Jurisprudence – Protection sociale

Cass. 2e civ., 1er Juin 2023, n° 21-21.329  

L’étendue de la saisine de la commission de recours amiable (CRA)  se détermine au regard du contenu de la réclamation et non en considération de la décision de cette commission.

Le fait que la critique de certains chefs de redressement ne soit pas motivée importe peu, dès lors que la saisine de la CRA indiquait contester l’intégralité du redressement.

Législation et réglementation

Le décret définit les plafonds applicables et règles de comptabilisation de la provision mentionnée au II de l’article 39 quinquies G du Code général des impôts et créée par l’article 6 de la loi n° 2022-1726 du 30 décembre 2022 de finances pour 2023, pour les exercices ouverts à compter du 1er janvier 2023.

Il instaure également cette provision dans le code des assurances.

Pour en savoir plus

Le CEPD a publié de nouvelles lignes directrices relatives au calcul des amendes administratives, et à la procédure d’adoption des décisions contraignantes en matière de protection des données personnelles.

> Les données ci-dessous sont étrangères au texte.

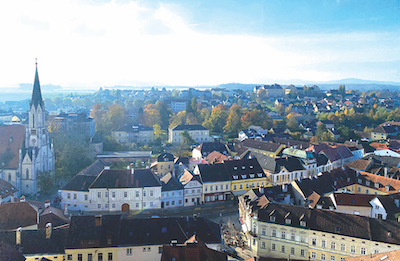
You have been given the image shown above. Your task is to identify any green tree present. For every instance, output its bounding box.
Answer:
[224,103,242,134]
[181,130,196,146]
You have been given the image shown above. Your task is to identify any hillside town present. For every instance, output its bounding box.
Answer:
[0,64,400,261]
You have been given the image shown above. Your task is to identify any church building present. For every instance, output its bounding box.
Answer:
[0,64,55,195]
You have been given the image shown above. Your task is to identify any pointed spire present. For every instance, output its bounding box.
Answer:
[29,59,44,109]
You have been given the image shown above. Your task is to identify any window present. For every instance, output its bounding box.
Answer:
[311,238,317,246]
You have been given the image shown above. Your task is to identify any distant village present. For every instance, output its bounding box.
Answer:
[0,68,400,261]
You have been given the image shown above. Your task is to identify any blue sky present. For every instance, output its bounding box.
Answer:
[0,0,400,89]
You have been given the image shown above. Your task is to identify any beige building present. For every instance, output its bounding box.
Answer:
[168,125,213,143]
[239,197,400,261]
[111,124,154,144]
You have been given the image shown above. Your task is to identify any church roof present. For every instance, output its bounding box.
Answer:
[29,64,44,109]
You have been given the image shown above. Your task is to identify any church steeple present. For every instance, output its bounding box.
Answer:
[29,60,44,110]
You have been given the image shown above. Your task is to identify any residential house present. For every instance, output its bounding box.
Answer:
[59,160,108,211]
[111,124,154,144]
[161,235,228,261]
[150,152,175,177]
[65,215,221,261]
[178,168,203,207]
[329,192,376,217]
[192,142,229,159]
[369,193,400,220]
[239,139,286,158]
[168,125,213,143]
[160,172,184,208]
[49,112,95,137]
[0,196,69,230]
[223,158,270,195]
[239,197,400,260]
[193,163,232,203]
[0,223,68,261]
[89,167,161,212]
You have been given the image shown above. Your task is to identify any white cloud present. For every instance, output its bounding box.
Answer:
[0,0,400,88]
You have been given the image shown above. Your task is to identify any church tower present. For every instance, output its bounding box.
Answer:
[28,62,47,147]
[17,62,55,194]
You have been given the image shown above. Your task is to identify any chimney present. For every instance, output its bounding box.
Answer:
[46,223,53,238]
[15,227,22,245]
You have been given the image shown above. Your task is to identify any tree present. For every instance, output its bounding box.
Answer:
[203,104,228,133]
[286,113,299,131]
[181,130,196,146]
[224,103,242,134]
[144,104,161,126]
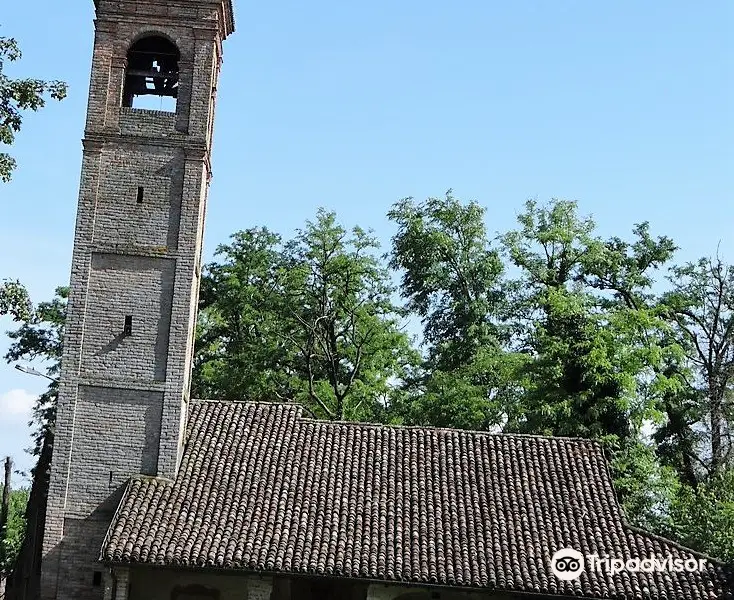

Ces lignes directrices ont pour objectif :

  • d’une part, d’harmoniser les méthodes de calcul des amendes administratives pouvant être prononcées par les autorités nationales ;
  • et d’autre part, actualiser la procédure de résolution des litiges entre autorités de protection des données, afin de tenir compte de certaines évolutions des règles de procédure du CEPD et des contributions reçues lors de la consultation publique.

Pour en savoir plus

Un Arrêté du 6 décembre 2022 (NOR : ECOT2234644A) introduit pour les intermédiaires d’assurance ou de réassurance, banques et autres acteurs du secteur financier, une obligation de fournir leurs modalités de contact sur le site de l’Orias (www.orias.fr).

Cette nouvelle obligation est entrée en vigueur depuis le 1er juin 2023.

Dans un communiqué du 9 juin 2023, l’Orias a mis en ligne un guide à destination des professionnels concernés pour la mise en œuvre de leur nouvelle obligation.